Should the Allies have fought in Italy?
The mountainous terrain of Italy proved tough going for the Allies- did the success justify the sacrifice?

Video Transcript

Commentary: On the 9th of September 1943 American forces landed here at Salerno on the Western coast of Italy near Naples. Just days before another allied force led by General Montgomery had landed further South on the Italian mainland. It was the next stage in an advance that had begun in the Western Desert, then moved across the Mediterranean to Sicily and now encompassed Italy itself.

Professor Robert Citino: You know arguably there’s a certain strategic consequence; the invasion of Sicily leads to the overthrow of Mussolini. You could make a case that all the way up to Rome it was still the only place where we were engaged with the Germans.

Commentary: The trouble was that to engage the enemy here, amidst the mountains of Southern Italy, was a perilous task.

Words of William Perry: This is a place where it is ideal for fighting a defensive war, in some places you know, you don’t have a lot of confidence in the intelligence they give you. You always got the same, there’s nobody up there, you know, and you’d just get up there and all of a sudden things would open up on you.

Sir Max Hastings: Up to the winter of 1943 it made sense; the Allies had to be doing something; the British and American Armies couldn’t be seen to be doing nothing while the Russians were fighting these colossal battles, but once it became plain just how tough Italy was going to be; once it became plain that the Germans were going to fight all the way, then I think Italy cost the Allies far more than it cost the Germans.

Commentary: And that high cost came to be symbolided by the battle in early 1944 here, for the monastery of Monte Cassino.
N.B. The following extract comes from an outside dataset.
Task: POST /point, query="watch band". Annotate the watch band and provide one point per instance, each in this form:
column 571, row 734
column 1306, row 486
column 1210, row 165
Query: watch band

The Germans had almost a perfect line of fire to the Allied troops who tried to advance below.

Words of Albert Price: You could actually here this boom right in the distance and you could hear this shell coming like an express train, the noise it made. Now that did put the wind up me. I heard one coming and I got a nasty feeling, you know, this is it, it’s coming straight for us, they’ve got our range now. I heard this one coming, it’s tremendous, boom, boom. And when it finished, it was just blackness.

Commentary: Then here, on these beaches in France, the nature of the war in the West suddenly changed. Four weeks after Monte Cassino had finally fallen to the Allies came D Day, the landings in Normandy. The scale of the effort here in France dwarfed that in Italy. It was clear to everyone that this was the major Allied offensive in the West, aimed at liberating France and then conquering Germany.

Professor Robert Citino: From then on it is very difficult, I think, for me as a historian, an operational analyst, to support the furtherance of the Italian drive. It tied down some German divisions, but it tied down just as many allied divisions and caused massive casualties on both sides and destroyed much of Italy in the process.

Commentary: Several thousand allied soldiers lost their lives capturing Monte Cassino, a small fraction of the overall allied losses in Italy. And when the war in Europe finally ended in May 1945 with the capture of Berlin, allied troops were still slogging their way here, through Italy.